Richfield High School’s graduating seniors got one last round of advice June 9 as they prepared to commence life as adults.
The class of 2017 walked out the doors of the Minneapolis Convention Center as high school graduates armed with a clean slate and a world of opportunity, Assistant Superintendent Leadriane Roby reminded the students in their final minutes as a captive audience of high-schoolers.
Students who underperformed in high school can excel in college, and those who underperform in college can still make a difference in the workforce, Roby said.
“It’s about what type of employee, colleague, person you are,” she said.
Success in life, though, is a personal concept, taking all variety of forms, Roby continued.
“You can’t judge it for others, and don’t let others judge it for you,” she said.
The graduates heard from peers at the lectern, too. After helping lead a student walkout two weeks earlier to protest the state of race relations in school, Lary Lopez remained firm enough in administrators’ good graces that he was allowed to address his classmates.
He was one of the more active students at Richfield High School, Assistant Principal Eric Paulson noted as he introduced Lopez.
“He was part of probably more than half the clubs in Richfield,” including DECA, theater and GLOW (Gay Lesbian or Whatever), Paulson noted.
Graduating without the presence of his parents, who were deported to Mexico, Lopez offered his resulting perspective on life.
“In this life it doesn’t matter what we own or how expensive something is,” he said. “That’s never going to matter.
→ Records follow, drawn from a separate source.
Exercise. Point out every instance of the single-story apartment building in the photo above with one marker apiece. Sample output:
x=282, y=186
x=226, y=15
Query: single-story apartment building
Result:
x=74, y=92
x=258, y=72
What really does matter in our lives are the people around us – our friends and family, our teachers, even our enemies.”
Finding the individuals who matter is “what the next portion of our lives are for, to really find ourselves and find the people who really do care for us,” Lopez said.
Richfield’s other student commencement speaker, Kyle Odefey, told classmates about his own loss, his mother having succumbed to colon cancer. He recounted how he struggled with grief and sorrow until gaining the sense of control that he was trying to pass along to his classmates.
In that sense, Odefey, a distinguished member of the Richfield theater program and a budding filmmaker, compared living life to writing a movie.
“We aren’t the movie itself. That’s what I think many of us get wrong. Instead, we are actually the script, the part of the movie we don’t get to see,” Odefey said.
Whatever their exploits, graduates should know they won’t impress everyone, not that they shouldn’t strive, Principal Latanya Daniels told them.
“Work hard and be great,” she urged. “Not everyone will like you or your social media posts, but you will live, and you will be stronger and more resilient as a result of it.”
Like Roby, Odefey reminded his classmates of the blank pages lying before them.
“Guess what,” Odefey told his classmates on their last day together. “Today is the day when we begin a new scene.
“ … You are in complete control of it, so make it the best script ever. Make it one with twists and turns. Make it with love and romance. Make it daring and courageous. But most importantly, make it yours, because one day somebody might take the script you’ve written and turn it into a movie.”